New Jersey Court Dismisses Borgata Counterfeit-Chip Lawsuit
A New Jersey court has dismissed a lawsuit brought by six players in connection with the 2014 Borgata Winter Poker Open cancelled in late January that was cancelled following the discovery of a large quantity of counterfeit chips.
In a decision that surprised many onlookers, Atlantic County Superior Court Judge James Isman upheld a motion to filed by attorneys for Marina District Development Company LLC, the parent entity of Atlantic City’s Borgata Hotel Casino & Spa, to dismiss the lawsuit. The tournament was brought to a halt by the discovery of more than 160 “5,000” chips allegedly introduced by North Carolina player Christian Lusardi, who remains in custody in connection with multiple legal charges.
The six players who sued the Borgata were among the final 27 players in the event who were still alive when New Jersey Division of Gaming Enforcement (DGE) officials ordered the event frozen on January 27th, pending further investigation. Eventually, nearly three months later, the DGE issued a ruling through which more than 2,000 of the event’s 4,800-plus entrants were refunded their buy-ins, but the final 27 players were given a flat payment of little more than $19,000 each, less than 40% of what the average payout would have been for each of the final 27 players had the event run to completion. (In an earlier feature here at FlushDraw, we explored why the DGE ruling was mathematically unfair, and belied the DGE’s own claims that a thorough investigation and proper review of the playing circumstances surrounding the cheating had truly occurred.)
The six players — Duane Haughton, Michael Sneideman, Cuong C. Tran, Cuong V. Phung, Alvin Vatanavan and Christopher Korres — retained Philadelphia attorney Maurice “Mac” VerStandig of the firm Offit Kurman, P.A., who filed a four-count action against the Borgata, alleging negligence and breach of contract.
In dismissing the case, Judge Isman sided with the Borgata’s assertions that the events regarding the cheating and the resolution regarding the frozen prize funds all “fall squarely within the exclusive jurisdiction of the DGE,” the state’s gaming regulatory body.

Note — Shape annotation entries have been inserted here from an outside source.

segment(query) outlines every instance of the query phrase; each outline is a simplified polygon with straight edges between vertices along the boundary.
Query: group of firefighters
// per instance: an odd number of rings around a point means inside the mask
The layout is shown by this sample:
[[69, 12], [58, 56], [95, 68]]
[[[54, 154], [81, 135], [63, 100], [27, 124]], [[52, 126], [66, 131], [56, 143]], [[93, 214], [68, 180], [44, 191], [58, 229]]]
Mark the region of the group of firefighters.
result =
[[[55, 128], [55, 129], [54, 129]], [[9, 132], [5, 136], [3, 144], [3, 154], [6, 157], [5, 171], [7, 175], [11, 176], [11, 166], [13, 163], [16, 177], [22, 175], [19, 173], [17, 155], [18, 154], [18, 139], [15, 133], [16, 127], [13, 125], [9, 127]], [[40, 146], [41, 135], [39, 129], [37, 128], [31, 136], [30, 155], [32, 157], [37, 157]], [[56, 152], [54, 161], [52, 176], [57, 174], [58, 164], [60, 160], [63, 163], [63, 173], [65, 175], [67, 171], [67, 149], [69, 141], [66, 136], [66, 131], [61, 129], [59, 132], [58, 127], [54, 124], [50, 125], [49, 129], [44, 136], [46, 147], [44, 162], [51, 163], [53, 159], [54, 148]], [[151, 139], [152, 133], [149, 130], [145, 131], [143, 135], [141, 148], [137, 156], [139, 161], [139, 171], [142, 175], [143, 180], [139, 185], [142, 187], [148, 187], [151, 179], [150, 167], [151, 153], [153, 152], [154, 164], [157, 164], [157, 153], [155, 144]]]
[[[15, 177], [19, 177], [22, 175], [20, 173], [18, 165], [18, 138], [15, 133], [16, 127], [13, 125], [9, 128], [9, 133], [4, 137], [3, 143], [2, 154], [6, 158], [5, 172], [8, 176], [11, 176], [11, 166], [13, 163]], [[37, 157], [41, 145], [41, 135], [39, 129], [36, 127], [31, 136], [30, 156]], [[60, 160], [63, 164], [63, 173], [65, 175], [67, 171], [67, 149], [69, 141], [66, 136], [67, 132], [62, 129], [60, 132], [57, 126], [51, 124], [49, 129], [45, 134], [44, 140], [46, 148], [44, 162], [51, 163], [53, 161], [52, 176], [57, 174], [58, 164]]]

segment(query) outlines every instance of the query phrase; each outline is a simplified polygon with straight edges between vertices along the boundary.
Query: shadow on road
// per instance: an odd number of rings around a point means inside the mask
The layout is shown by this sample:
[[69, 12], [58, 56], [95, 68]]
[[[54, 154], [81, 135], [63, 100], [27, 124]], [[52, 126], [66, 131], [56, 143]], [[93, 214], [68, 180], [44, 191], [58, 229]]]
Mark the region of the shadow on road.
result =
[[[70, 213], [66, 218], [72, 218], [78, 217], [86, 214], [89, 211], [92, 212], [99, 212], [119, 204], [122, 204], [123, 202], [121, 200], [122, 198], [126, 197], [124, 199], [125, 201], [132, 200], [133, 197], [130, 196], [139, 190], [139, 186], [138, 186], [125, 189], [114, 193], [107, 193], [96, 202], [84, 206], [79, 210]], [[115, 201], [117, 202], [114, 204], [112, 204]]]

In its April ruling, the DGE absolved the Borgata and its operational staff of any negligence, though the lawsuit brought on behalf of the players challenged that assertion, stating that it denied the players due process.

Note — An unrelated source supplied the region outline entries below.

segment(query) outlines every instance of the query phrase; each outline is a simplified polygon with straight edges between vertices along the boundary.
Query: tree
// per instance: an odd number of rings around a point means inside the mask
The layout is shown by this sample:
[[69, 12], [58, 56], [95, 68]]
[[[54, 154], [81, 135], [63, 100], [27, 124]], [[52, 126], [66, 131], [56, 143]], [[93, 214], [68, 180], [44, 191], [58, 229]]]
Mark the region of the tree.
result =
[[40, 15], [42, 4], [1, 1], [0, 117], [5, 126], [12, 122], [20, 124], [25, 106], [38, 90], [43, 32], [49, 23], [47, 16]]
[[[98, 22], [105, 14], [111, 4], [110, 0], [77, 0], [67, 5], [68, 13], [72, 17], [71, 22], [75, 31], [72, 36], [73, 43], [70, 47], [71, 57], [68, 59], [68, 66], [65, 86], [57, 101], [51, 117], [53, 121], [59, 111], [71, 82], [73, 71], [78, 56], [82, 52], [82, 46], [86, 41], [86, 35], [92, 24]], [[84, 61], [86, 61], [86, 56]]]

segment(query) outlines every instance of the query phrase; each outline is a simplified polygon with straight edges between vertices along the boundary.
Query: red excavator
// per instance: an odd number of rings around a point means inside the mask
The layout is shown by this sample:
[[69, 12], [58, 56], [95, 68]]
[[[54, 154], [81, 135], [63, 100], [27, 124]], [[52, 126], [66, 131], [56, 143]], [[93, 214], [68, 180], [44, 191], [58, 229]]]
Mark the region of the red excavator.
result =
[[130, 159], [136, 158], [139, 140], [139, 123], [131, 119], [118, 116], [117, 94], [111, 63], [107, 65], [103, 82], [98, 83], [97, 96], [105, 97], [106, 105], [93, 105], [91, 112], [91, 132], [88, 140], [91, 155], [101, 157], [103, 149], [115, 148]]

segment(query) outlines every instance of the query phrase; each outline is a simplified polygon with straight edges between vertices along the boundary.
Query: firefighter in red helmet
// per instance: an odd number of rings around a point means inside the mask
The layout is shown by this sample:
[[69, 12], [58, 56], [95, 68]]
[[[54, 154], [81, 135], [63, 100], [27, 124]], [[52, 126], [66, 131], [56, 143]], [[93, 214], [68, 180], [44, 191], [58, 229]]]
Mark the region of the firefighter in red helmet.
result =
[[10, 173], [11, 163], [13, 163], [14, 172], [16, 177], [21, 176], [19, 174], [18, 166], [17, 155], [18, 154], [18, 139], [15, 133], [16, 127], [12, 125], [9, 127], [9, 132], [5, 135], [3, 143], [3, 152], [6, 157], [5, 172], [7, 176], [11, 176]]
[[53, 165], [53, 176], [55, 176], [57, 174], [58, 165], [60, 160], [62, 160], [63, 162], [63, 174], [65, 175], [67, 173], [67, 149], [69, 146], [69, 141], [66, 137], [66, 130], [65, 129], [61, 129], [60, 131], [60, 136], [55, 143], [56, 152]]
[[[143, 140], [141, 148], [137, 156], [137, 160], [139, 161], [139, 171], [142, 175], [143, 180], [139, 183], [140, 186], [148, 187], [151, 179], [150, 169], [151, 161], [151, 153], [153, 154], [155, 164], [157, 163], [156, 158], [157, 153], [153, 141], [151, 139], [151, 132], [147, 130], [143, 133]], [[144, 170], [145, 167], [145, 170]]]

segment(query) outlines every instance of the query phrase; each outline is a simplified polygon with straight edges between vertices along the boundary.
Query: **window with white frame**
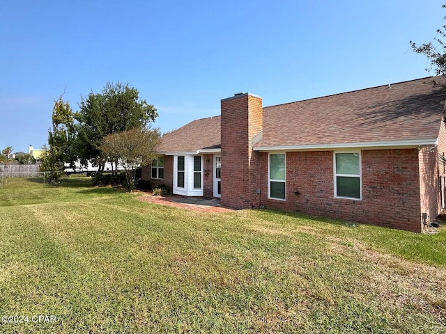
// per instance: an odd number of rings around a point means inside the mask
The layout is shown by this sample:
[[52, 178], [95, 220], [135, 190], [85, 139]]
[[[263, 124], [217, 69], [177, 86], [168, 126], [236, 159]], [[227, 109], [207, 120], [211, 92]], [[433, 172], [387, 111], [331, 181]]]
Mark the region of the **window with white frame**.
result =
[[362, 199], [361, 154], [334, 153], [334, 196]]
[[178, 156], [176, 160], [176, 186], [184, 188], [185, 157]]
[[160, 157], [152, 161], [152, 179], [164, 178], [164, 157]]
[[268, 154], [268, 198], [285, 200], [285, 154]]
[[194, 189], [201, 189], [201, 157], [194, 156]]

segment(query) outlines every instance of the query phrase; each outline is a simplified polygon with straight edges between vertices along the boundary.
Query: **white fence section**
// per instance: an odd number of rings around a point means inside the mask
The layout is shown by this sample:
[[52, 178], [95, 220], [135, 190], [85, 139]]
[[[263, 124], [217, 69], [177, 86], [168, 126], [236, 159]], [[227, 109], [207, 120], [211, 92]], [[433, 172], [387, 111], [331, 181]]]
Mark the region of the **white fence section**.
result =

Nonetheless, Judge Isman essentially upheld the DGE’s claim of absolute authority, leaving it up to the plaintiffs and their attorney to consider an appeal to a higher court. Another major issue inherent within the lawsuit involved the Borgata’s apparent disregard for estoppel, in that while seeking to deny these plaintiffs their day in court, the casino had no problems filing its own lawsuit against prominent pro Phil Ivey, seeking to recover a $9 million dollar mini-baccarat loss.
VerStandig, the players’ attorney, gave the following statement to FlushDraw:
“It is offensive to believe, as the Borgata has suggested, that players entering a casino forfeit their constitutional rights, and legal remedies, with the same nonchalance as they insert dollar bills into a slot machine. Poker players have a legal right to compensatory and punitive damages, which the DGE cannot grant, and a constitutional right to a trial by jury, which the DGE cannot facilitate. We are also struck by the hypocrisy of the Borgata suing Phil Ivey in a federal court, while simultaneously arguing that bettors and casinos ought not be permitted to resolve their disputes in the court systems. It is this sort of unmitigated hypocrisy which judicial estoppel is meant to guard against.
“The foregoing considered,” VerStanding continued, “we are reviewing the court’s order and working with our clients to actively consider an appeal.” No timeline has been set for that appeal, should it occur.